Do conversations end when people want them to?
Adam Mastroianni et al.
Proceedings of the National Academy of Sciences, 9 March 2021
Abstract:
Do conversations end when people want them to? Surprisingly, behavioral science provides no answer to this fundamental question about the most ubiquitous of all human social activities. In two studies of 932 conversations, we asked conversants to report when they had wanted a conversation to end and to estimate when their partner (who was an intimate in Study 1 and a stranger in Study 2) had wanted it to end. Results showed that conversations almost never ended when both conversants wanted them to and rarely ended when even one conversant wanted them to and that the average discrepancy between desired and actual durations was roughly half the duration of the conversation.
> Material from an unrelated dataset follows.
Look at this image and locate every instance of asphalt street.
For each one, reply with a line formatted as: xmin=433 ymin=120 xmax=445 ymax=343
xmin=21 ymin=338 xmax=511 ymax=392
Conversants had little idea when their partners wanted to end and underestimated how discrepant their partners’ desires were from their own. These studies suggest that ending conversations is a classic “coordination problem” that humans are unable to solve because doing so requires information that they normally keep from each other. As a result, most conversations appear to end when no one wants them to.